I m using WGCNA for co-expression network im trying to find the hubgene finding fucntion but im getting error im not sure what im doing wrong.
library(WGCNA)
library(flashClust)
enableWGCNAThreads()
options(stringsAsFactors = FALSE);
countdata <- read.csv('UP_DOWN_WGCNA.csv', header=TRUE)
dim(countdata)
names(countdata)
femData <- countdata
names(femData)
datExpr = as.data.frame(t(femData[, -c(1)]))
View(datExpr)
dim(datExpr)
names(datExpr) = femData$gene
View(datExpr)
rownames(datExpr) = names(femData)[-c(1)]
dim(datExpr)
powers = c(c(1:10), seq(from = 12, to=20, by=2))
#powers = c(1:20) # in practice this should include powers up to 20.
sft=pickSoftThreshold(datExpr,dataIsExpr = TRUE,powerVector = powers,corFnc = cor,corOptions = list(use = 'p'),networkType = "signed")
sizeGrWindow(9, 7)
par(mfrow = c(1,2))
cex1 = 0.9
plot(sft$fitIndices[,1], -sign(sft$fitIndices[,3])*sft$fitIndices[,2],xlab="Soft Threshold (power)",ylab="Scale Free Topology Model Fit, signed R^2",type="n", main = paste("Scale independence"))

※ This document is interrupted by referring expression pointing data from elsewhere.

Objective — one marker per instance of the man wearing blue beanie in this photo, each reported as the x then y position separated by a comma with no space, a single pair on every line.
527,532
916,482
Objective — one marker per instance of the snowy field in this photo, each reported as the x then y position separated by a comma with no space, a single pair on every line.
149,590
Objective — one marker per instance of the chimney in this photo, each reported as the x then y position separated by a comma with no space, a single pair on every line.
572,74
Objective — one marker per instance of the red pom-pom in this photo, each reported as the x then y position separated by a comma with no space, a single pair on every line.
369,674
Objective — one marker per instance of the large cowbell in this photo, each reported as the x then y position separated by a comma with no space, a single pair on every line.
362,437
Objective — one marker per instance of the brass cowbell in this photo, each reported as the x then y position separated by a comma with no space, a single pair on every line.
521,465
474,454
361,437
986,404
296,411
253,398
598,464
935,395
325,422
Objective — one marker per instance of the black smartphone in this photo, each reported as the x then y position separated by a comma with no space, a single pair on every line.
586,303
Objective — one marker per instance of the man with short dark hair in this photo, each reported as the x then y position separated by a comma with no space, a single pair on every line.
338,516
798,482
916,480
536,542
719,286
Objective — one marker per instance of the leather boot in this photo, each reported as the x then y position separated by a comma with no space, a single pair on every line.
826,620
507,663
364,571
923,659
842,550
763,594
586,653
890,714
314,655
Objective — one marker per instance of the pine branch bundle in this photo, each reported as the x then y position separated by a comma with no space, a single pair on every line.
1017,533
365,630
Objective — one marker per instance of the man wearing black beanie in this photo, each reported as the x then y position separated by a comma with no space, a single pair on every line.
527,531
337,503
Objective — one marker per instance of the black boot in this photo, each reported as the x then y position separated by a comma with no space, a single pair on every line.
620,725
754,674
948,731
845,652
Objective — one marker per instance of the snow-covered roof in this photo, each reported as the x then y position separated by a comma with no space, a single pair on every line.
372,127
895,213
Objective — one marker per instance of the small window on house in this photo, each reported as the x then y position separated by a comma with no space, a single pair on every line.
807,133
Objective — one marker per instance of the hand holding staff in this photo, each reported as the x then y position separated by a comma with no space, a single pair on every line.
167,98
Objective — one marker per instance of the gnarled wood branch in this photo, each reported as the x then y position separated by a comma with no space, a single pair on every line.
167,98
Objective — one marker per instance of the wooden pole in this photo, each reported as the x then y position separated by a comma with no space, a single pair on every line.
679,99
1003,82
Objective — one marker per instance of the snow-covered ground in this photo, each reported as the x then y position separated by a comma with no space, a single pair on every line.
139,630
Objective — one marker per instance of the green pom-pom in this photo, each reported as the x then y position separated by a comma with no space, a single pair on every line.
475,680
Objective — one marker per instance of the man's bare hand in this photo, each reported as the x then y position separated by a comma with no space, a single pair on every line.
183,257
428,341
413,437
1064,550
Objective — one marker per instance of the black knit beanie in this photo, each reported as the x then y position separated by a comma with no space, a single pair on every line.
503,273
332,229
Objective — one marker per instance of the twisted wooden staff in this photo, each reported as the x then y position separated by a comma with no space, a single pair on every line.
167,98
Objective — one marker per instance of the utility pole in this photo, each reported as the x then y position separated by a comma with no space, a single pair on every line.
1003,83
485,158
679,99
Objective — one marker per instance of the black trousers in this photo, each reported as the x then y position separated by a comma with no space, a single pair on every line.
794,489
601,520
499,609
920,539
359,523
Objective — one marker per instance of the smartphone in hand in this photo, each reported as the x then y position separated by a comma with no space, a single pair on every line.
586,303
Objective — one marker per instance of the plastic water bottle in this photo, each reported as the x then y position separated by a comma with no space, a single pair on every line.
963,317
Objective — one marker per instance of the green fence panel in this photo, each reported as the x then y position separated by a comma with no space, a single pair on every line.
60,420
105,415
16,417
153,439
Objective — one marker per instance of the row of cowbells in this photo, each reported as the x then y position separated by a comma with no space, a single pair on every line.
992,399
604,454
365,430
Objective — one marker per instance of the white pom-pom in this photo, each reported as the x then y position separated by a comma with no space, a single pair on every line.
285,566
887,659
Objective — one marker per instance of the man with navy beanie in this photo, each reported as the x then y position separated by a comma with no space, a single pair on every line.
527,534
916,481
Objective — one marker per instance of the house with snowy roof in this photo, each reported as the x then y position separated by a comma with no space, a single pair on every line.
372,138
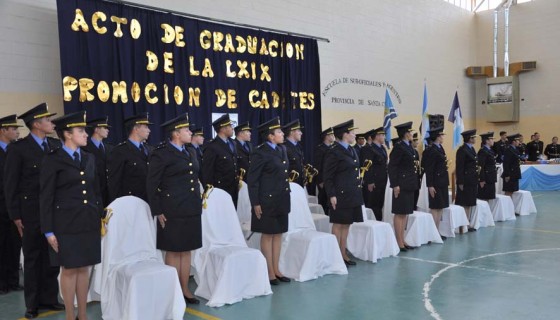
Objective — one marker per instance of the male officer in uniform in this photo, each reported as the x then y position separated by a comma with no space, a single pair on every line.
244,147
10,240
500,146
292,134
21,178
98,130
127,164
467,175
487,176
552,150
327,139
219,161
535,148
197,141
378,173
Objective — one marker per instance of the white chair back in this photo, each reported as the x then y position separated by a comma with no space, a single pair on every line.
300,214
244,204
220,225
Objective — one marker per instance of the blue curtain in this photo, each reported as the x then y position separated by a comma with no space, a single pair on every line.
534,180
104,57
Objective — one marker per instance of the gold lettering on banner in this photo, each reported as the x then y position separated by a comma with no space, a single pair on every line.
119,90
275,99
264,49
168,33
103,91
299,51
241,44
118,21
272,46
207,71
94,21
168,62
192,70
221,97
205,36
229,44
264,74
165,94
152,61
242,69
229,73
135,92
79,22
194,97
252,44
86,84
218,37
69,84
231,99
178,95
179,36
135,29
150,87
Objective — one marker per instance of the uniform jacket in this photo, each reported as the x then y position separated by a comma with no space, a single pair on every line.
403,167
342,176
434,162
466,169
21,174
268,180
172,182
70,198
127,168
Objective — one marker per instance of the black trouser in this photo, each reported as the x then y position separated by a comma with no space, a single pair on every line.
39,277
10,248
376,200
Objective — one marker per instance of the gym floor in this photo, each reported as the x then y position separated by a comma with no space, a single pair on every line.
509,271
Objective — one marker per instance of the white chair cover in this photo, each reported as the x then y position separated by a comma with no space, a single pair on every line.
502,208
421,229
453,217
306,253
523,201
483,215
132,280
227,271
371,240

text(sft$fitIndices[,1], -sign(sft$fitIndices[,3])*sft$fitIndices[,2],labels=powers,cex=cex1,col="red")
# Red line corresponds to using an R^2 cut-off
abline(h=0.1,col="red")
# Mean connectivity as a function of the soft-thresholding power
plot(sft$fitIndices[,1], sft$fitIndices[,5],xlab="Soft Threshold (power)",ylab="Mean Connectivity", type="n",main = paste("Mean connectivity"))
text(sft$fitIndices[,1], sft$fitIndices[,5], labels=powers, cex=cex1,col="red")
softPower = 19
adj= adjacency(datExpr,type = "unsigned", power = softPower)
#turn adjacency matrix into topological overlap to minimize the effects of noise and spurious associations
TOM=TOMsimilarityFromExpr(datExpr,networkType = "unsigned", TOMType = "unsigned", power = softPower)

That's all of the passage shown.